Cornelia Hellstern and Roland Pawlitschko created the result of the ‘Carte Blanche’ that the Museum Angewandte Kunst in Frankfurt am Main issued to KSP Engel. ‘Mr Engel did not want a navel-gazing exercise under any circumstances,’ says Hellstern. The result was not to be a retrospective and serve as a travelling exhibition at the same time. In the first room on the upper floor, visitors can now view a display depot with architectural models on heavy-duty shelves, curated by Mario Lorenz. The second section opens up into a large area where freestanding wall panels and tower-like structures can be seen, leaving plenty of space for discovery. The six essential typologies and themes for KSP Engel – location, city, house, structure, space and culture – are taken up and provide insights into the complex work of the architectural firm. ‘We don't show one project after another, but look at the content and what actually lies behind the firm,’ says Hellstern. As ‘tools’ derived from the methods, strategies and approaches to sustainable buildings and neighbourhoods, they have identified complexity, dimensional configuration, sensitivity, networking and resilience. Visitors can explore how these are used in the meticulously detailed planning that precedes high-quality architecture.

exhibition view

The exhibition spans a total of 37 projects from the last 25 years, spread across the workbenches and six towers, which are thematically linked. Extendable polycarbonate hollow chamber panels serve as interactive presentation surfaces. The aim is not to present KSP Engel's work in its entirety. Instead, the towers highlight international projects that, as milestones, most clearly illustrate the interlocking of topology and tools – such as the Deutsche Börse, the Central Business Tower (CBT), the Shenzhen Art Museum & Library, and the conversion of the existing building for the federal ministries in Berlin. KSP Engel designs buildings holistically, from their integration into the urban space to the door handles, ensuring an enormous transfer of knowledge between the firm's numerous locations in Germany and China. The exhibition offers insight into the work and portfolio of the architects, but also provides a general breakdown of how urban planning works, how multifaceted it is in terms of content, and what was decisive for the design processes.

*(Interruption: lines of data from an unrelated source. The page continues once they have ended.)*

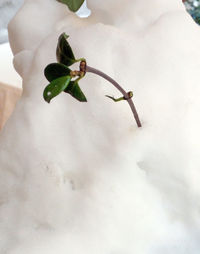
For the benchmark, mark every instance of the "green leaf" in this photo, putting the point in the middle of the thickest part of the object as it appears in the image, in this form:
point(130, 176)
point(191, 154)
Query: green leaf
point(74, 90)
point(64, 52)
point(73, 5)
point(56, 87)
point(56, 70)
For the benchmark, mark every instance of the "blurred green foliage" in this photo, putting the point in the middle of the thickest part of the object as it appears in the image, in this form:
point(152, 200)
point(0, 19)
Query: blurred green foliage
point(193, 7)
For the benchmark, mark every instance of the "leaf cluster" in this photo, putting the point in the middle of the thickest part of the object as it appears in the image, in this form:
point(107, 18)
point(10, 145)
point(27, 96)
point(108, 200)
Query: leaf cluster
point(73, 5)
point(59, 74)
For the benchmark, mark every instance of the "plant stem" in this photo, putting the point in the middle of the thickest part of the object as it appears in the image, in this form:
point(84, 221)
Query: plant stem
point(126, 96)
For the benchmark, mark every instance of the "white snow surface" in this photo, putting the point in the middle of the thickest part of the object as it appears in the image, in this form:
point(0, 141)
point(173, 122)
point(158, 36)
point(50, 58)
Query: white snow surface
point(81, 178)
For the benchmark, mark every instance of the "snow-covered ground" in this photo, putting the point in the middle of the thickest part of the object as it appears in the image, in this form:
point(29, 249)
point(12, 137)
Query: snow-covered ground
point(81, 177)
point(8, 75)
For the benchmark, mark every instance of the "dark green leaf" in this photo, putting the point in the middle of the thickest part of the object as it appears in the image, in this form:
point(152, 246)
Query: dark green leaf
point(56, 70)
point(56, 87)
point(64, 52)
point(75, 91)
point(73, 5)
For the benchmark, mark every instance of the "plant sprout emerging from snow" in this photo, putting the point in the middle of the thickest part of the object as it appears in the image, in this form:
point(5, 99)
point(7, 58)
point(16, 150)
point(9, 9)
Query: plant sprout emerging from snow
point(73, 5)
point(63, 79)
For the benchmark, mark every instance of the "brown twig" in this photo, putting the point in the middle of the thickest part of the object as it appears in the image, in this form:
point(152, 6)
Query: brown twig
point(85, 68)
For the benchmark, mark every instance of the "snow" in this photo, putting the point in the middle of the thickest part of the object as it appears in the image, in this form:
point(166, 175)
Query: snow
point(8, 75)
point(82, 178)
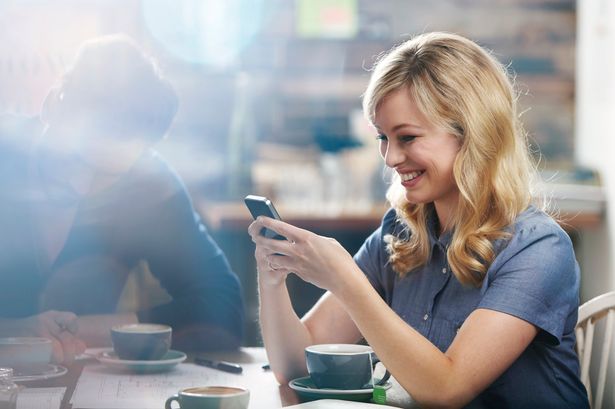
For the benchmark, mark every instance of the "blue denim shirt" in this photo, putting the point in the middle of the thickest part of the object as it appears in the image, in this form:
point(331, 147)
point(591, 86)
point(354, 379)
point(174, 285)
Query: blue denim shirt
point(534, 277)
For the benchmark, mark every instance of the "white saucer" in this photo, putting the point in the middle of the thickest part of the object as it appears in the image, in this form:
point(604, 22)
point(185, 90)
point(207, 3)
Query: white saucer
point(51, 371)
point(166, 363)
point(307, 390)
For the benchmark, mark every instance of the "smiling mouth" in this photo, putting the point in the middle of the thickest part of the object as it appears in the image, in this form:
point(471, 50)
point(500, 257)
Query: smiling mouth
point(405, 177)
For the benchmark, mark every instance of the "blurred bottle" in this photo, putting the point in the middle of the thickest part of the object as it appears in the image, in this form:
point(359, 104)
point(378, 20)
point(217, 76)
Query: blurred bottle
point(8, 389)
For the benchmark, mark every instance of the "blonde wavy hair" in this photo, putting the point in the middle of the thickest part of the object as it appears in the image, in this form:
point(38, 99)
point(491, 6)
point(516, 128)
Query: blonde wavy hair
point(458, 85)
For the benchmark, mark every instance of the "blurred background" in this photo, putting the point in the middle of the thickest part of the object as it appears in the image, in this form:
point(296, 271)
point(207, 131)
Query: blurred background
point(270, 103)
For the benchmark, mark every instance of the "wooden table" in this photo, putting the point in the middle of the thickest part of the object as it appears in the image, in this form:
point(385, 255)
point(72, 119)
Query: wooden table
point(265, 392)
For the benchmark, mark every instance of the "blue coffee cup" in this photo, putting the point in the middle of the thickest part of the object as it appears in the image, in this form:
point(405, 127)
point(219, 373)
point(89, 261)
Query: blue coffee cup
point(342, 366)
point(141, 342)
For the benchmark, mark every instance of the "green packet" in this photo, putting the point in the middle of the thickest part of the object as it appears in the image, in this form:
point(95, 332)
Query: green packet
point(379, 395)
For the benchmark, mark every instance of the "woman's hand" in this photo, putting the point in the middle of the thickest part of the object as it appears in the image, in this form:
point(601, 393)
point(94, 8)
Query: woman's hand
point(319, 260)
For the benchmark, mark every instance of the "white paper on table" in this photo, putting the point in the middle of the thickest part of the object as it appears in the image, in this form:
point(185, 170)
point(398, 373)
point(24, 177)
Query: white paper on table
point(100, 387)
point(40, 398)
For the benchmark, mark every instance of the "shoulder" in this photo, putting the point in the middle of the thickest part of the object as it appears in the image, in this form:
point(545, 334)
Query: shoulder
point(538, 244)
point(153, 174)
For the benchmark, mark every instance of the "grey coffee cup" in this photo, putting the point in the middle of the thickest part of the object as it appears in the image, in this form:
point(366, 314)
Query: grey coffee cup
point(25, 354)
point(342, 366)
point(141, 342)
point(210, 397)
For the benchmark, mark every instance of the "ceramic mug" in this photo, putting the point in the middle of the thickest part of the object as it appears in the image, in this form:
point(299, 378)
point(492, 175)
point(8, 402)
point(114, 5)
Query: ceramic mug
point(342, 366)
point(141, 342)
point(25, 354)
point(210, 397)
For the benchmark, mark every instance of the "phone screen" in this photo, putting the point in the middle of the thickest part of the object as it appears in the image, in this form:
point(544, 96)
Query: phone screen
point(261, 206)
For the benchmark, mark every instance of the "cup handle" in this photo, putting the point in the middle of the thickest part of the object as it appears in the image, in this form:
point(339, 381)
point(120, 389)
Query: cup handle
point(386, 376)
point(167, 404)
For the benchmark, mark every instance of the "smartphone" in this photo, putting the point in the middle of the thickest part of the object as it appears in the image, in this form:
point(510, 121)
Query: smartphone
point(261, 206)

Central Business Tower, Frankfurt/Main

To ensure sustainability, the displays have been designed to be minimalist: the towers are made of untreated square timber from local coniferous trees, which are screwed together so that the connections can be easily separated. Composite materials have been avoided as far as possible, and some of the polycarbonate panels are made from recycled material. The conscious use of resources is at the heart of the exhibition architecture: designed as a travelling exhibition, all elements of the show are material-saving, reusable, demountable and lightweight. Even the LED spotlights were borrowed from lighting specialist Zumtobel. The insight into the methods, strategies and approaches for sustainable buildings and neighbourhoods reveals an architectural communication that openly presents the interdisciplinary processes in the work of KSP Engel, rather than putting the architects themselves on a pedestal. A publication will follow, serving as a kind of inventory with a view to the future, according to Hellstern.

German Stock Exchange

The Museum Angewandte Kunst awards the “Carte Blanche” at irregular intervals to creative individuals who are engaged with a topic of current relevance. To mark the 100th anniversary of the “Das Neue Frankfurt” design movement, the museum is currently focusing its annual program on its revolutionary ideas and highlighting their great relevance to our present day. KSP Engel's urban design and planning processes, as well as their interdisciplinary approach to responding to contemporary challenges, fit perfectly into this context. The collaboration is also the result of many previous discussions about urban planning between Jürgen Engel and the director of the Museum of Applied Arts, Prof. Matthias Wagner K. “Tools for Better Cities” thus also creates a space of possibility for illustrating processes that serve to shape our current and future built environment.